The Queensland mango season is about to start, so it's time to think about how you can make them a feature of your summer menu. There are lots of different varieties to choose from - my preference is the more acidic varieties because I like to use them in savoury dishes. The Kensington Pride (aka Bowen) mango remains the most poular breed among Australian consumers. The Calypso (pictured) a breed developed in Queensland is a cross between the Kensington Pride and a Florida Red Blush variety that gives it a distinctive red/pink blush. It has a smaller seed and firm, sweet fibreless flesh which makes it excellent for salads and cooking. Other varieties include the Honey Gold - very sweet and good in smoothies or with ice cream; the R2E2; Keitt and the Kent. 67% of Australia's mangoes are grown in North Queensland and the season runs from late November to March.
Choosing a good mango is relatively simple. You use your nose. You can usually tell the perfectly ripe mango by how it smells. Give it a good sniff - the aroma should be strong but sweet. After choosing a ripe mango, store it in the refrigerator and eat it within three days.
Macadamia nut parfait with caramelized mango
Serves 6
Ingredients
100g roasted macadamia nuts
100g roasted macadamia nuts
1 vanilla pod
175 ml milk
2 egg yolks
50g caster sugar
1 dessertspoon honey
200ml whipped cream
2 whipped egg whites
2 Honey Gold mangoes cut into slices
4 dessertspoons castor sugar
Method
Split vanilla bean and heat with milk.
Cream egg yolks and sugar and then slowly add vanilla milk.

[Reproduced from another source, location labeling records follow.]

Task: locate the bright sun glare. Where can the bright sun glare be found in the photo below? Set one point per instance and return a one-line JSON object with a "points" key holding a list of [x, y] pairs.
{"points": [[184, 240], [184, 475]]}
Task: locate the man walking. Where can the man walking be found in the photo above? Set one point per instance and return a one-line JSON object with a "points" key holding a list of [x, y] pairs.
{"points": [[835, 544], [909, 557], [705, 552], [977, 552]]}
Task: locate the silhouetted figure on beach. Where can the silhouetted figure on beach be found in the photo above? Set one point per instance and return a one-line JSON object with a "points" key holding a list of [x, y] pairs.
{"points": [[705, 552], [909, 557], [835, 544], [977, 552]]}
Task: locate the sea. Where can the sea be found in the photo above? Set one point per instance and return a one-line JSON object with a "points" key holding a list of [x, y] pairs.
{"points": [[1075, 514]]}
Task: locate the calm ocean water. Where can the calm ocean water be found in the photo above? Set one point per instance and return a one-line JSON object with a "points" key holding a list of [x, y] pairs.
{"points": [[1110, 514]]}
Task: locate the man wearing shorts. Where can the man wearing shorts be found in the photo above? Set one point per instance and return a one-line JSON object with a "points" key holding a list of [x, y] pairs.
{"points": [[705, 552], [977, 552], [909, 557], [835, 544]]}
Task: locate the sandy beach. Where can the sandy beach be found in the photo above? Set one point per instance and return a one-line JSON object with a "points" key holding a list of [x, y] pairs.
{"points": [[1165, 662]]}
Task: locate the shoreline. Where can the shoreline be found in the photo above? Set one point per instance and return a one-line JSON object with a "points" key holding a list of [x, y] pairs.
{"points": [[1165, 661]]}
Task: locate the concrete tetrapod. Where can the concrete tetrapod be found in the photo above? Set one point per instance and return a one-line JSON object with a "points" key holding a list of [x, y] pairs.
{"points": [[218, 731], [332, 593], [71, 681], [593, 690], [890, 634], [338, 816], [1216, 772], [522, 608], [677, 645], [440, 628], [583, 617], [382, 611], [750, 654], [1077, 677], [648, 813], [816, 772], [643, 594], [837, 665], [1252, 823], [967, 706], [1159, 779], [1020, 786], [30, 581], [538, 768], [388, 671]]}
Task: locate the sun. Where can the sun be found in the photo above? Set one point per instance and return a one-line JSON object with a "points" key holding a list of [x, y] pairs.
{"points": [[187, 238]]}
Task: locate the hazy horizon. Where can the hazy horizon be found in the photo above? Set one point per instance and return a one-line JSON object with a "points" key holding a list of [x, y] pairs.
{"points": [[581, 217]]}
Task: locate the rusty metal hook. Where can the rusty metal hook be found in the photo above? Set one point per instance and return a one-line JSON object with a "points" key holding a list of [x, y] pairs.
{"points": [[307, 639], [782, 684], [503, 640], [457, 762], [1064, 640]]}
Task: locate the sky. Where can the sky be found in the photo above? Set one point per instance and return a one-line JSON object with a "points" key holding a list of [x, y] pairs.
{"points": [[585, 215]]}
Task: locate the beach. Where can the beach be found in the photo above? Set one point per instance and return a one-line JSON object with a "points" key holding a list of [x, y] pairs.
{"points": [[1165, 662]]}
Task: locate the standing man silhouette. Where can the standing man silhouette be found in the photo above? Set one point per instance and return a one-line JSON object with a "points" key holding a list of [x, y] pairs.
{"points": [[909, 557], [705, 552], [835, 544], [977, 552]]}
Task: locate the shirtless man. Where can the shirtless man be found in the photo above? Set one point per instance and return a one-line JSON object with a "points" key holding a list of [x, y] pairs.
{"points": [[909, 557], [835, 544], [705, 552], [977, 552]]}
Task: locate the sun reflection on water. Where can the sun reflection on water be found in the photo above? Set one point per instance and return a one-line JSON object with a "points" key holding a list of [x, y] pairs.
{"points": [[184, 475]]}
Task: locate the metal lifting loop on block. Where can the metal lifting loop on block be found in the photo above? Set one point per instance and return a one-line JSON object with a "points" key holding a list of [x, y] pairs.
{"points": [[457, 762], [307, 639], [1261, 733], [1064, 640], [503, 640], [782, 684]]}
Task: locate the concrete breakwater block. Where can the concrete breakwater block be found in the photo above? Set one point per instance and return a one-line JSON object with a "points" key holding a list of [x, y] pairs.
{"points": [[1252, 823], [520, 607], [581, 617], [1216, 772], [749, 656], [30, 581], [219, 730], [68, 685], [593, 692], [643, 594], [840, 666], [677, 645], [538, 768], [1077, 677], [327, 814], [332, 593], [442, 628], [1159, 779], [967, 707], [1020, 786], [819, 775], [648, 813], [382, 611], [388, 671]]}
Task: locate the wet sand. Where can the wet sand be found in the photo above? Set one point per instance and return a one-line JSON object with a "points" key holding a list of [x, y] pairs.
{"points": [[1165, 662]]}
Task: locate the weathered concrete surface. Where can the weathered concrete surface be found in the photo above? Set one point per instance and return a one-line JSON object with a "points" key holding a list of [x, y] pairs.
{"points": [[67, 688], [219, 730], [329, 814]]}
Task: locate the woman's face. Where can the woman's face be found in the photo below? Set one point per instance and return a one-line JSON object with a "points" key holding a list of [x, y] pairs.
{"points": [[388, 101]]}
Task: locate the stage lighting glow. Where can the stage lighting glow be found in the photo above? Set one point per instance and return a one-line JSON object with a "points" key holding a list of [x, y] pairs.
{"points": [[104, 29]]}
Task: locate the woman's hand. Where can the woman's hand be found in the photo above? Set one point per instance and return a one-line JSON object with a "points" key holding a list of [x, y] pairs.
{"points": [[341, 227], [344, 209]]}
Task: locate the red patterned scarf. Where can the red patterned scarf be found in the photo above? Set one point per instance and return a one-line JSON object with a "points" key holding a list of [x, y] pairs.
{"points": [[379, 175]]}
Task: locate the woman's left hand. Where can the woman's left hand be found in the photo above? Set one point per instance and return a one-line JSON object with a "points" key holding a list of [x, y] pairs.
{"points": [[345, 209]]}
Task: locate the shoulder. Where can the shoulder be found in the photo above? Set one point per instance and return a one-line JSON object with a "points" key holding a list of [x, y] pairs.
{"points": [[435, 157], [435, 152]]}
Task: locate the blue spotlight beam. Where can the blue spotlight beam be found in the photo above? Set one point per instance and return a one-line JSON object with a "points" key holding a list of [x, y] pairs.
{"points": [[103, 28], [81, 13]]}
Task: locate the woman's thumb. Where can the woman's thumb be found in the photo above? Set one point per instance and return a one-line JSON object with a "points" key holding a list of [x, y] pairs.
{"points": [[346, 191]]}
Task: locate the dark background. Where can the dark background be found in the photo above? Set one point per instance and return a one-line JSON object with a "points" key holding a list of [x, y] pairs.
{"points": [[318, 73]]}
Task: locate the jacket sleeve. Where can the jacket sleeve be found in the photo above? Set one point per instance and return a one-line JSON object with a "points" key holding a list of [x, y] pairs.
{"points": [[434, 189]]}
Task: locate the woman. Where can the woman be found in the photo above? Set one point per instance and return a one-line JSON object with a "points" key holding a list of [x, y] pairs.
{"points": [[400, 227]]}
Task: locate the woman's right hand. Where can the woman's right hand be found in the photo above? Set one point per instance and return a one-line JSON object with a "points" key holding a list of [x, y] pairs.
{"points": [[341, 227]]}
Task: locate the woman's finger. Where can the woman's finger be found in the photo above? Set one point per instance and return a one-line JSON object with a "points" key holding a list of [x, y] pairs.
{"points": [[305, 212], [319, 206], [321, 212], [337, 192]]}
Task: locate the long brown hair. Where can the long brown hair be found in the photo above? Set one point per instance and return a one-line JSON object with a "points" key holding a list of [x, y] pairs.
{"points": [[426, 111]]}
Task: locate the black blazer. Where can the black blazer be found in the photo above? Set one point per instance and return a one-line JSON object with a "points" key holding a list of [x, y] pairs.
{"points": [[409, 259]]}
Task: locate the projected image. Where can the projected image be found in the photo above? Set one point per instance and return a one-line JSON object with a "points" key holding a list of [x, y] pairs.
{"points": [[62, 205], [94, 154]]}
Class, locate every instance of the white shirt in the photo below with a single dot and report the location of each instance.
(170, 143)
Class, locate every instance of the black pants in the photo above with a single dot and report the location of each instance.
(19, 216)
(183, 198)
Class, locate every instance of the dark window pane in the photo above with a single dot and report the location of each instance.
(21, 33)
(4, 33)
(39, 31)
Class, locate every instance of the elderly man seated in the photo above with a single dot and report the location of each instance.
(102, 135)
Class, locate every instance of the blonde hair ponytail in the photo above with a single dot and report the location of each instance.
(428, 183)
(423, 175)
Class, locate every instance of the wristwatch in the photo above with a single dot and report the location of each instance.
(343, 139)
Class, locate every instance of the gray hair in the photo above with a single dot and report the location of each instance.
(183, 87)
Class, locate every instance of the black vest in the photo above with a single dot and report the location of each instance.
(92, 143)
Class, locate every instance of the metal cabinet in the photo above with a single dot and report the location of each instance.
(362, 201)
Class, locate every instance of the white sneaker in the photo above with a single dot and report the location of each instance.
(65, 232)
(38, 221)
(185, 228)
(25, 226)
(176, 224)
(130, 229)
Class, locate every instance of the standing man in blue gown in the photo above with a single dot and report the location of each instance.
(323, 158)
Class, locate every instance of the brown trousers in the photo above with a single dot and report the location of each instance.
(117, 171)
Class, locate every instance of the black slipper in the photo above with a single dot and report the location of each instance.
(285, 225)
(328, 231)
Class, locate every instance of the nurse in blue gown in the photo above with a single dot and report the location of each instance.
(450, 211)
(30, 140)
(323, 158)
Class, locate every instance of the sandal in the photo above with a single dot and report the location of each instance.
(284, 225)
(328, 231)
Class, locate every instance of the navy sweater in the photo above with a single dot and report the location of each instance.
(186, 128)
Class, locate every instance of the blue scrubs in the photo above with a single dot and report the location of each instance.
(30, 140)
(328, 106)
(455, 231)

Heat in a heavy based pot on low until mix lightly coats the back of a spoon.
Remove from heat and cool.
Remove vanilla bean.
When cool, add whipped cream, honey, egg whites and 75g of macadamia nuts. Fold lightly.
Pour into 6 moulds, cover and place in freezer overnight.
To unmould, run around edge with a pairing knife or dip quickly into boiling water.
Turn out onto plates.
Sprinkle sliced mango with castor sugar and place under a hot grill until caramelized.
Allow to cool and place next to each parfait.
Garnish with macadamia nuts.
mangoes are amazing this season! used in an easy salad with avocado, crispy bacon and toasted almonds - the perfect accompaniment to a summer bbq.